Il contenzioso con l’Amministrazione finanziaria
La società figlia ha instaurato un contenzioso nei confronti dell’Amministrazione finanziaria locale, opponendosi all’assoggettamento ad imposta dell’atto con il quale veniva disposto l’aumento del capitale sociale, sulla scorta della considerazione che i prestiti ad essa accordati nel periodo 2002-2004, in quanto costituiscono modifiche del contratto sociale, sono già stati soggetti a imposta sugli atti di diritto privato. Pertanto, la richiesta avanzata dall’Amministrazione finanziaria polacca di assoggettare a tassazione i prestiti convertiti in quote sociali sarebbe in contrasto con il principio generale di doppia imposizione.
L’assenza di una disciplina transitoria che consenta l’applicazione di un’unica imposta sui conferimenti agli atti di aumento del capitale sociale, in caso di conversione in quote sociali di prestiti accordati anteriormente all’adesione della Polonia all’Unione Europea, equivarrebbe – sostiene la società ricorrente – ad una non puntuale applicazione del citato articolo 5, comma 3, secondo trattino, della Direttiva in base al quale "l’importo sul quale l’imposta è liquidata in caso di aumento del capitale sociale non comprende…l’ammontare dei prestiti contratti dalla società di capitali che vengono convertiti in quote sociali e che sono già stati sottoposti all’imposta sui conferimenti" .
Pertanto, asserisce la società ricorrente, in mancanza di una norma transitoria, occorre applicare il contenuto del predetto articolo 5 anche in ipotesi in cui il presupposto impositivo di una delle operazioni si sia verificato anteriormente alla data di adesione della Polonia alla UE. Nelle prime fasi del contenzioso instaurato, le autorità locali hanno viceversa evidenziato che la circostanza che i prestiti erogati dalla società madre alla società figlia risalgano al periodo 2002-2004, rilevi ai fini della inapplicabilità agli stessi delle disposizioni della direttiva comunitaria, non potendosi richiedere la conformità della normativa interna alla stessa direttiva. Ne è riprova il fatto che all’indomani dell’adesione della Polonia all’Ue, la normativa interna è stata adeguata alla normativa comunitaria come evidenziato da quanto statuito dal citato articolo 9 della legge relativa all’imposta sugli atti di diritto privato che prevede l’esenzione dall’imposta sugli atti di diritto privato per i prestiti accordati "da un socio (azionista) ad una società di capitali".

La questione pregiudiziale sollevata dinanzi alla Corte Ue
Ci&
ograve; posto, l’autorità giurisdizionale di ultima istanza ha sollevato una questione pregiudiziale dinanzi alla Corte di Giustizia CE, che riveste una certa rilevanza a causa dei profili di diritto intertemporale ad esso connessi che riguardano i Paesi che hanno recentemente aderito all’UE e che si confrontano conseguentemente con un impianto normativo comunitario consolidato, almeno quanto ai principi, atteso che le modifiche apportate alla predetta direttiva (che è stata tra l’altro oggetto di cd. ‘recast’ da parte della direttiva n. 2008/7/CE) non ne hanno intaccato i principi ispiratori, tra i quali figura il divieto di assoggettare a doppia imposizione una serie di operazioni espressamente disciplinate dalla direttiva.

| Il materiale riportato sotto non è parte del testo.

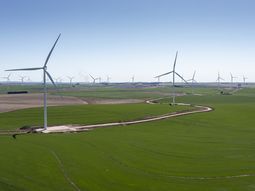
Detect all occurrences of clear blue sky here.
[0,0,255,81]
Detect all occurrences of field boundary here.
[39,100,213,133]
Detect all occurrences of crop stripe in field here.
[50,150,81,191]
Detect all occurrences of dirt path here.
[37,101,212,133]
[0,93,88,113]
[0,93,144,113]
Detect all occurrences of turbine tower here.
[230,73,237,84]
[216,72,224,89]
[243,76,248,84]
[19,76,27,84]
[6,34,61,130]
[131,75,135,83]
[67,76,74,86]
[89,74,97,84]
[107,76,111,83]
[187,70,197,94]
[155,51,188,105]
[2,73,11,82]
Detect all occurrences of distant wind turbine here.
[243,76,248,84]
[19,76,27,84]
[107,76,111,83]
[2,73,11,82]
[67,76,74,86]
[230,73,237,84]
[131,75,135,83]
[155,51,188,105]
[89,74,97,84]
[187,70,197,94]
[6,34,61,130]
[216,72,224,88]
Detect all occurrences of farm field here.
[0,89,255,191]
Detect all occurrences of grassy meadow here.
[0,89,255,191]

Si confrontano nella controversia questioni cardinali quali il principio di primazia del diritto comunitario, l’efficacia della norma penale nel tempo con i connessi profili di retroattività, la necessità che il rispetto di taluni principi fondanti l’impianto normativo della direttiva capital duty sia garantito non soltanto formalmente ma anche sostanzialmente.